Garcia (18-0, 15 KOs) faces Philadelphia’s Avery Sparrow (10-1, 3 KOs) who walked into a press conference in the Golden Boy Building with singing artist Usher. The big question most are asking is if Usher will be present at the fight on Saturday. That’s not Garcia’s query.

“Avery can fight and he’s got skills. He’s no pushover,” said Garcia, adding that the lightweight division is growing with young budding talent. “The new generation is here with Teofimo (Lopez), Devin (Haney), I’m excited and want to be in the best fights to show that I belong with these other fighters.”

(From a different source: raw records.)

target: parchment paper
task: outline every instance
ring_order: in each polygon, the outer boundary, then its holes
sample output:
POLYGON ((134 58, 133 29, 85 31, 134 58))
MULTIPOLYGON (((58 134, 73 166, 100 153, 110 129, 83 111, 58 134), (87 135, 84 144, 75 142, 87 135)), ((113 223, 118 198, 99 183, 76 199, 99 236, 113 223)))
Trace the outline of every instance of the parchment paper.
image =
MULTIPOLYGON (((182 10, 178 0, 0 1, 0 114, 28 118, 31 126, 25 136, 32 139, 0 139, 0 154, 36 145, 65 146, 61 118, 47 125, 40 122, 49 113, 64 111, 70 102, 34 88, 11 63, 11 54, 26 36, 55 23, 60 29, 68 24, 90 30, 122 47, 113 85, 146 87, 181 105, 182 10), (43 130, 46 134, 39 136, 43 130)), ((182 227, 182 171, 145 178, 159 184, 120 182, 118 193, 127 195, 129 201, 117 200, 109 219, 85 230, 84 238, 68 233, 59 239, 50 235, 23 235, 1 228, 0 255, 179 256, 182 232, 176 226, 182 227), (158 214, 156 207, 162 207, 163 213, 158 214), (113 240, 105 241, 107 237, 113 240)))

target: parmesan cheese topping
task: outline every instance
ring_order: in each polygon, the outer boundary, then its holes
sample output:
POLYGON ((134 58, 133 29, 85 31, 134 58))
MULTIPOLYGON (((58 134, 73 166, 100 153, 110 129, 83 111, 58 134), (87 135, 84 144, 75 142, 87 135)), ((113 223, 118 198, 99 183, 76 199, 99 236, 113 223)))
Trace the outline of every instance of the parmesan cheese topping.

Also on the boxing card will be women’s WBC super middleweight titlist Franchon Crews (5-1) who was scheduled to face WBC heavyweight world titlist Alejandra Jimenez who was dropping down in weight for the fight. But the Mexican fighter was allegedly unable to obtain a visa and could possibly be replaced by former foe Maricela Cornejo (13-3, 5 KOs).

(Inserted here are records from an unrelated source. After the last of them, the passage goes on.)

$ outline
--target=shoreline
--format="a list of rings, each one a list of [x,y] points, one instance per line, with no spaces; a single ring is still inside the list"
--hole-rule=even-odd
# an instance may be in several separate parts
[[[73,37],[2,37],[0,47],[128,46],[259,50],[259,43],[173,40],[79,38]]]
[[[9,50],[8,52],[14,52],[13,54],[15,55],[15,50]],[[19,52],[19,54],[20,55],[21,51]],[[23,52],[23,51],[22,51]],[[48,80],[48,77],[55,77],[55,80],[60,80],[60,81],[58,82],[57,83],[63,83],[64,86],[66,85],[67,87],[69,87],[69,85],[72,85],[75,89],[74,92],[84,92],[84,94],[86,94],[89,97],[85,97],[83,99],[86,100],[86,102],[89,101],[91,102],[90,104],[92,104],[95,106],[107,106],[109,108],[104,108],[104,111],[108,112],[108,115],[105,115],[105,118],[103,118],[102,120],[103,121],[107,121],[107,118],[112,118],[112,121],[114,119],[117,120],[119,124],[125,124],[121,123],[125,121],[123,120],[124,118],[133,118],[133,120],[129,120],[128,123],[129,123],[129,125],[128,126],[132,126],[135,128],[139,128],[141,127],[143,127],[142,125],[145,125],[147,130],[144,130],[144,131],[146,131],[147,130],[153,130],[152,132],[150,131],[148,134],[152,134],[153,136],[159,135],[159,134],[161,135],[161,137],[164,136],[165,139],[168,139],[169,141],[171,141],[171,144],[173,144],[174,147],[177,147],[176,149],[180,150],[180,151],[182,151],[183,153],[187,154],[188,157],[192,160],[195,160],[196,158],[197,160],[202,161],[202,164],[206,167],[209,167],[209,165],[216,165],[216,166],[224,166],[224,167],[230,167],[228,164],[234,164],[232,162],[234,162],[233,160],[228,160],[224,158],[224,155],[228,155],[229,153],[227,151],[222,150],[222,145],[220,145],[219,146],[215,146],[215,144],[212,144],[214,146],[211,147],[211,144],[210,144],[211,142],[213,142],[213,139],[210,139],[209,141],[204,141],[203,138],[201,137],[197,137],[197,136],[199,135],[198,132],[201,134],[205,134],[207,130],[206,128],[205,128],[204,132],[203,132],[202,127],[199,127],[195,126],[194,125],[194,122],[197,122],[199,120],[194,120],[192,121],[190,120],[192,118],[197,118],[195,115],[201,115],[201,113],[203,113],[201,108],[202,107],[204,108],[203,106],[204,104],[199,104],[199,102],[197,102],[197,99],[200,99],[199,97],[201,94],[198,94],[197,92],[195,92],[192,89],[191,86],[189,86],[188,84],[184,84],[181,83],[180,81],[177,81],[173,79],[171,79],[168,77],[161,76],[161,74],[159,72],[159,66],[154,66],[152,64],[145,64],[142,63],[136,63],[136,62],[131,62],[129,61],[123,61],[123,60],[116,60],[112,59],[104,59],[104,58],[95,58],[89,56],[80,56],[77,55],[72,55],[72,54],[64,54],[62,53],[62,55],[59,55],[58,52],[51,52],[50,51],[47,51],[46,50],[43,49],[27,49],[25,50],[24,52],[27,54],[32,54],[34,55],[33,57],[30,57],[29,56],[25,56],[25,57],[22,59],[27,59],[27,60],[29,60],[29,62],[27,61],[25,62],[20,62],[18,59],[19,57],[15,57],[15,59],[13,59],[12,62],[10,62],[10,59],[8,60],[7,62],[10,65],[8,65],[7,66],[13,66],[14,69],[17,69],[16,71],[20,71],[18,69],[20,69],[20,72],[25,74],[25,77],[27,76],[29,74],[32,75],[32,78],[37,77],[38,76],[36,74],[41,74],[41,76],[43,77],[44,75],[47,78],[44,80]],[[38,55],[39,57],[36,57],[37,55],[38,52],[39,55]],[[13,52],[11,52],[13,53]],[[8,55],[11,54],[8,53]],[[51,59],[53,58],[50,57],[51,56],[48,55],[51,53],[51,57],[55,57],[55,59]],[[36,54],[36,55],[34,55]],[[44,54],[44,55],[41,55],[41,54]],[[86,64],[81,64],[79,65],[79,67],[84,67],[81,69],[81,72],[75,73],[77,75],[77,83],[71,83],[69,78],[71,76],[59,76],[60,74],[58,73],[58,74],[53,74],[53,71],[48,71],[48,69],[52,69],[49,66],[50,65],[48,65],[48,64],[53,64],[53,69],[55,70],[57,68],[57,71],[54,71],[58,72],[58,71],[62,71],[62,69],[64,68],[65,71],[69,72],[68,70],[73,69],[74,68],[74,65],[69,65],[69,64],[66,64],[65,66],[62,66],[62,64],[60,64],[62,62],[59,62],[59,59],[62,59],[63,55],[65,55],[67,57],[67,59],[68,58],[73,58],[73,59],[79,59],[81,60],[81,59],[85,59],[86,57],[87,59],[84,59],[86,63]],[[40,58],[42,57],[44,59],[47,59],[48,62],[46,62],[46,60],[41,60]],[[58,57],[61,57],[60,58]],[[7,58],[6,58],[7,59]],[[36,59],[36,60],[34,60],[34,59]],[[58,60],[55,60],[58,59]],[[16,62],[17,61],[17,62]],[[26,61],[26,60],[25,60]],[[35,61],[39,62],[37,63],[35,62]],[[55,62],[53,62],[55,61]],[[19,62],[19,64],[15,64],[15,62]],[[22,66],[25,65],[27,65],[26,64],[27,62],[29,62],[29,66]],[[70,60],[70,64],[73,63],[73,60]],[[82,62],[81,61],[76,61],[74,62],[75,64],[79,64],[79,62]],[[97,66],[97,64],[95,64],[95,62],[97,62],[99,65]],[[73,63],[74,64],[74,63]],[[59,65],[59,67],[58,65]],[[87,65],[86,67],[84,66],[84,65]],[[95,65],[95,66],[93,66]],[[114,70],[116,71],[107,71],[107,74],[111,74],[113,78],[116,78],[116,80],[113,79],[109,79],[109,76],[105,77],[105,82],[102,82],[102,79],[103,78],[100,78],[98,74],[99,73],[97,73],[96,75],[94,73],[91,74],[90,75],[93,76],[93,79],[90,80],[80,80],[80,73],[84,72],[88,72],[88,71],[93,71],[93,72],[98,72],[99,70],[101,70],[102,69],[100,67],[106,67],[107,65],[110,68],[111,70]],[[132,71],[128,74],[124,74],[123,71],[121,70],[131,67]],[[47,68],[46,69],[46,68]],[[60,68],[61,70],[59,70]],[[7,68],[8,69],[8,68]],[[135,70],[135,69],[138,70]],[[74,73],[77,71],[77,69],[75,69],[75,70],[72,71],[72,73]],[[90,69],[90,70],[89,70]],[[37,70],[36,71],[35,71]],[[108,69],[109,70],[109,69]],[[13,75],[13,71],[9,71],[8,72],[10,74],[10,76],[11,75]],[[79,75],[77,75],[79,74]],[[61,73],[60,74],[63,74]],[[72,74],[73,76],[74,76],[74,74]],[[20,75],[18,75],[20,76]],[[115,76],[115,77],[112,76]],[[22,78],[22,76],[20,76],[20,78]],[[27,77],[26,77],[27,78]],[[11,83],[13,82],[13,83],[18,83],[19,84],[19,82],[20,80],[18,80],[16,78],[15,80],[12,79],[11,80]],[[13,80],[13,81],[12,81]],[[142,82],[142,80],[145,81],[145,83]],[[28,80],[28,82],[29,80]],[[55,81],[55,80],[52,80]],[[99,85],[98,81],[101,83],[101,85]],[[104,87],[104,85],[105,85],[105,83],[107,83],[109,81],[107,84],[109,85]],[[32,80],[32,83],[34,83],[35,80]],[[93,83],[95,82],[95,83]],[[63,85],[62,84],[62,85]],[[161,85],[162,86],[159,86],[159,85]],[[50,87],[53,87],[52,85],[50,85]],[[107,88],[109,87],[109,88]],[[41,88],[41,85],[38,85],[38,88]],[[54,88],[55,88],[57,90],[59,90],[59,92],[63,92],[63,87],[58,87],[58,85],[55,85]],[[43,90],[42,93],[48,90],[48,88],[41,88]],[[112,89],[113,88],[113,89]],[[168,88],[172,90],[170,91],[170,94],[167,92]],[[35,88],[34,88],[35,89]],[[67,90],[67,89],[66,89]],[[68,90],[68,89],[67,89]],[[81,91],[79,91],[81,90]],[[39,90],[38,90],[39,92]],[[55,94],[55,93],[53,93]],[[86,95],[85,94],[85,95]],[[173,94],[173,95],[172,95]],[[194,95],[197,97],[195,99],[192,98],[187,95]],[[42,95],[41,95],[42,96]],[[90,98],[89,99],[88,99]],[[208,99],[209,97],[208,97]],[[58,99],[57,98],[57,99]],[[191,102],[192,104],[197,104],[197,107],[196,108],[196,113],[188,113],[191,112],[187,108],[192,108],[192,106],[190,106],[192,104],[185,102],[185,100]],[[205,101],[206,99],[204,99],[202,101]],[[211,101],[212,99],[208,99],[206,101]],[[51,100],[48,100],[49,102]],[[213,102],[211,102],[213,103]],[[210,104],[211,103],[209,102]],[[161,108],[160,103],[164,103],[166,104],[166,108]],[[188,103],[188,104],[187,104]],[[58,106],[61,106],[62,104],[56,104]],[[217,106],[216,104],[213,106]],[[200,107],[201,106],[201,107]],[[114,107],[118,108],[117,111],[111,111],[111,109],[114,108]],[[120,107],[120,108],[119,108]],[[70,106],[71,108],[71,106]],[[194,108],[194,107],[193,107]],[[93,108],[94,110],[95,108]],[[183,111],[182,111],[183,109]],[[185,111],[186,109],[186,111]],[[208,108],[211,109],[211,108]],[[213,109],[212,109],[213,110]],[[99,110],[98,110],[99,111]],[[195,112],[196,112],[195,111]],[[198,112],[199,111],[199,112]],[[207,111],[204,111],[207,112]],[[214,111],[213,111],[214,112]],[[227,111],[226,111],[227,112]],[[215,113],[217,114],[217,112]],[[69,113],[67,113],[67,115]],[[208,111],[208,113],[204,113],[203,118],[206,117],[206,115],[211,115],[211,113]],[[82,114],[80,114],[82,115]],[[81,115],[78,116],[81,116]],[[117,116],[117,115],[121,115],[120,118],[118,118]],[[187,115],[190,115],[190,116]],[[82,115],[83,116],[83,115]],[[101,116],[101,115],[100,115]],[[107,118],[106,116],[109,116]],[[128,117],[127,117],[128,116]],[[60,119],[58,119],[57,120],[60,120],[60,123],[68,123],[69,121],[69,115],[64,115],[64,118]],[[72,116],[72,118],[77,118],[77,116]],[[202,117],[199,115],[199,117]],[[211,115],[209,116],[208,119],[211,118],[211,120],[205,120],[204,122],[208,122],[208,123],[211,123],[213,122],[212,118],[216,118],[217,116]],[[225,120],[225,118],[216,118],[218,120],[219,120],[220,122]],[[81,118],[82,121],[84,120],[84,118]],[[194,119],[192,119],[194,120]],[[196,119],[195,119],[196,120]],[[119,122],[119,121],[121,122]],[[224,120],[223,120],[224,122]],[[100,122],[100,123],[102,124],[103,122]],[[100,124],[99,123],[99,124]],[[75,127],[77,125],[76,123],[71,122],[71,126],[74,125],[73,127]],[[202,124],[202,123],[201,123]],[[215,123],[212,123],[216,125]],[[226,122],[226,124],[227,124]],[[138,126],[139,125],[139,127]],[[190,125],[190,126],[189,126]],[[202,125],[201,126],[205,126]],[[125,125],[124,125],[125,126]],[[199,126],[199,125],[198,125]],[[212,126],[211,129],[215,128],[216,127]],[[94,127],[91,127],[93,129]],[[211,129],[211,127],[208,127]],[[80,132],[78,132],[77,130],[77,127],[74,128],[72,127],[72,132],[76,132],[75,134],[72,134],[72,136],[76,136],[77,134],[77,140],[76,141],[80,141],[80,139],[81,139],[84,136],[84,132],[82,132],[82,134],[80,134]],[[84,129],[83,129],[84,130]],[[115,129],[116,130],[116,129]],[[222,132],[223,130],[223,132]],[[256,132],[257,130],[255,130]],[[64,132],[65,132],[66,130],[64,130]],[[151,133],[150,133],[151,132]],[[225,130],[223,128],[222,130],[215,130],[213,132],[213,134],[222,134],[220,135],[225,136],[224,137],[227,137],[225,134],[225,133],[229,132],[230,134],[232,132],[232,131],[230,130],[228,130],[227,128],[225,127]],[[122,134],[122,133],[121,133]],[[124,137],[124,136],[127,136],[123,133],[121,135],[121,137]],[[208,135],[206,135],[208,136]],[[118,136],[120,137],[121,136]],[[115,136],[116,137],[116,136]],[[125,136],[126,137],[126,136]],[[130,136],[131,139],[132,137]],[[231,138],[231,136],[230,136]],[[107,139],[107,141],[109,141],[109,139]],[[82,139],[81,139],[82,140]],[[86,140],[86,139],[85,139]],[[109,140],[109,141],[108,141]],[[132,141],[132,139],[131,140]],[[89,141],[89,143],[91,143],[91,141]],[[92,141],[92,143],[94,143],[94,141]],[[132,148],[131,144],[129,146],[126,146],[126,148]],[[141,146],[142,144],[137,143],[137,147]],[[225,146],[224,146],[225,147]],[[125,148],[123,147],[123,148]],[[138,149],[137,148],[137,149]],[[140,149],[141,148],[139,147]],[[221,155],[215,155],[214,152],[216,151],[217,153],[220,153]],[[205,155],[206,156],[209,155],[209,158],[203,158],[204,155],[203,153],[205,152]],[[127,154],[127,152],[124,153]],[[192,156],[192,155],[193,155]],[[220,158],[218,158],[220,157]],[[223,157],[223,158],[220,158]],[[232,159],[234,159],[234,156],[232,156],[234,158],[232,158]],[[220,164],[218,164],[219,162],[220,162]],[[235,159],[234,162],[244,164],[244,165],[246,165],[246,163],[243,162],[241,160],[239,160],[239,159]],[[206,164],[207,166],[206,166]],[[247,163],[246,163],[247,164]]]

Crews defeated the classy Cornejo for the world title a year ago in Las Vegas and the Mexican middleweight had sought a rematch. Cornejo was recently posting photos of herself in Israel on her social media accounts. If she does accept the fight it definitely shows Cornejo has confidence and that’s a big plus. One of the remarkable things from their first fight was watching Cornejo clapping and congratulating Crews in earnest after their fight. It was a sincere gesture and made me appreciate Cornejo even more.

Las Vegas – Fury, Navarrete

England’s Tyson Fury, the lineal heavyweight world champion, meets Sweden’s Otto Wallin in a battle of undefeated heavyweights at T-Mobile Arena in Las Vegas, Nevada on Saturday Sept. 14. ESPN will show and stream the Top Rank fight card.

Fury (28-0-1, 20 KOs) who defeated Wladimir Klitschko for all of the titles back in November 2015, then dropped out of the boxing world for a few years. He has returned to activity and is changing the boxing landscape with both his charisma and fighting skills. His fight against Deontay Wilder last December was one of the more memorable heavyweight world title fights in the last 30 years.

Wallin (20-0, 13 KOs) is a southpaw who can crack as almost all heavyweights can. He’s represented by Mark Taffet, the former HBO executive who leads the career of female star Claressa Shields. That should say a lot about the big Swede’s talent.

Also on the card is Emanuel Navarrete (28-1, 24 KOs), the WBO super bantamweight titlist who fought just last month in Los Angeles against Francisco De Vaca and knocked him out in three rounds. He defeated Isaac Dogboe for the title last December and then stopped him in the rematch last May. He’s an angular looking fighter with long arms, incredible stamina and knockout power. He will be meeting Juan Miguel Elorde (28-1, 15 KOs) of the Philippines in another world title fight.

Fights to Watch

Fri. 6 p.m. PT DAZN – Devin Haney (22-0) vs Zaur Abdullaev (11-0), Heather Hardy (22-0) vs Amanda Serrano (36-1-1).

Sat. 3:30 p.m. PT DAZN – Jaime Munguia (33-0) vs Patrick Alottey (40-3), Ryan Garcia (18-0) vs Avery Sparrow (10-1), Franchon Crews (5-1) vs Maricela Cornejo (13-3).

Sat. 4:30 p.m. PT ESPN+ – Tyson Fury (28-0-1) vs Otto Wallin (20-0), Emanuel Navarrete (28-1) vs Juan Miguel Elorde (28-1).